[
https://issues.apache.org/jira/browse/HADOOP-19057?page=com.atlassian.jira.plugin.system.issuetabpanels:comment-tabpanel&focusedCommentId=17816989#comment-17816989
]
ASF GitHub Bot commented on HADOOP-19057:
-----------------------------------------
steveloughran opened a new pull request, #6548:
URL: https://github.com/apache/hadoop/pull/6548
The AWS landsat data previously used in some S3A tests is no longer
accessible
This PR moves to the new external file
s3a://noaa-cors-pds/raw/2024/001/akse/AKSE001x.24_.gz
* Large enough file for scale tests
* Bucket supports anonymous access
* Ends in .gz to keep codec tests happy
* No spaces in path to keep bucket-info happy
Test Code Changes
* Leaves the test key name alone: fs.s3a.scale.test.csvfile
* Rename all methods and fields move remove "csv" from their names and move
to "external file" we no longer require it to be CSV.
* Path definition and helper methods have been moved to
PublicDatasetTestUtils
* Improve error reporting in ITestS3AInputStreamPerformance if the file is
too short
This is the V1 SDK version of the patch; it has deleted
ITestAWSStatisticCollection as part of the changes.
With S3 Select removed, there is no need for the file to be a CSV file;
there is a test which tries to unzip it; other tests have a minimum file size.
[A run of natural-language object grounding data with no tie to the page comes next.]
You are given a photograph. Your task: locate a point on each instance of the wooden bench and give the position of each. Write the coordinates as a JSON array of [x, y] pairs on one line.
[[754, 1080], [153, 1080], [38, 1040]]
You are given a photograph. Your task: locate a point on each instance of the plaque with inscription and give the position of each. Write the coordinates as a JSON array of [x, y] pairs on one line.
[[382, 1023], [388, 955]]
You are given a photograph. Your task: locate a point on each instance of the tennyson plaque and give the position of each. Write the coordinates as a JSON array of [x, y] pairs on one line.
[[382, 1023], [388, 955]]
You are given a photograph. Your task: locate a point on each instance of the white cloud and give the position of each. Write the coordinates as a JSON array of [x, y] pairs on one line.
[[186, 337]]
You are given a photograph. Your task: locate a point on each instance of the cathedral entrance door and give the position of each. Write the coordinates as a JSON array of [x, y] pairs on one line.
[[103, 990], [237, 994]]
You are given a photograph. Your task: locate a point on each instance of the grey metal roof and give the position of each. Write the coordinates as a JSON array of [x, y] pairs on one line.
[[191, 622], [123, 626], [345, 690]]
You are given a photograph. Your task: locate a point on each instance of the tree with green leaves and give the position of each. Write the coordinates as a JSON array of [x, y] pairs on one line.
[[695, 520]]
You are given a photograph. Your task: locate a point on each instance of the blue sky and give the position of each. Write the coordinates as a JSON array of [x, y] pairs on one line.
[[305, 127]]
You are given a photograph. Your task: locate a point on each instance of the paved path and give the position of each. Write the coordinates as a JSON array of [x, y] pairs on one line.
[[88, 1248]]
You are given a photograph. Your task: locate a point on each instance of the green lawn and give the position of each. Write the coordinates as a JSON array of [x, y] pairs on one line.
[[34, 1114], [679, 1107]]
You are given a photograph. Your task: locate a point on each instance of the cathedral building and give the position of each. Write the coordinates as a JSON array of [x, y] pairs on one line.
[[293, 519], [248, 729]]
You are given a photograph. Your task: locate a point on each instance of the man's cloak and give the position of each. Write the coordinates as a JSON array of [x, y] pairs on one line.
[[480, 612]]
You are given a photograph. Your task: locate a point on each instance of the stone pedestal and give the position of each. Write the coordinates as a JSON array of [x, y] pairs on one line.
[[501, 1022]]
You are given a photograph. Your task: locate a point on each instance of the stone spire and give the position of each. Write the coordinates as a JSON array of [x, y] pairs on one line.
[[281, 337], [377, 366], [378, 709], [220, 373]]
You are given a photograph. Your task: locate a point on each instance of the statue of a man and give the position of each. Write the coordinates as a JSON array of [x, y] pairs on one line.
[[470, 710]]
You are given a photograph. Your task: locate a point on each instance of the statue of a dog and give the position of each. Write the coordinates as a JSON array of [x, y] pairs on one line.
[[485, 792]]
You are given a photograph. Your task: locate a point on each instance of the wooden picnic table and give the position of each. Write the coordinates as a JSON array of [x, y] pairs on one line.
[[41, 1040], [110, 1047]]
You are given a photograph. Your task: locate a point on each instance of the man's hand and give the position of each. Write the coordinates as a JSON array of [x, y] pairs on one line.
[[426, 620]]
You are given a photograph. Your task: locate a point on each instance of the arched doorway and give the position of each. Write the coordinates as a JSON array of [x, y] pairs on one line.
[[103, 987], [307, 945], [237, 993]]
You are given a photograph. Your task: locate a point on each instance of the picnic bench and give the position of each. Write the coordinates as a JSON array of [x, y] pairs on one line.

Consult the JIRA for the settings to add to auth-keys.xml to switch earlier
builds to this same file.
Contributed by Steve Loughran
### How was this patch tested?
s3 london `-Dparallel-tests -DtestsThreadCount=8 -Dscale`
### For code changes:
- [X] Does the title or this PR starts with the corresponding JIRA issue id
(e.g. 'HADOOP-17799. Your PR title ...')?
- [X] Object storage: have the integration tests been executed and the
endpoint declared according to the connector-specific documentation?
- [ ] If adding new dependencies to the code, are these dependencies
licensed in a way that is compatible for inclusion under [ASF
2.0](http://www.apache.org/legal/resolved.html#category-a)?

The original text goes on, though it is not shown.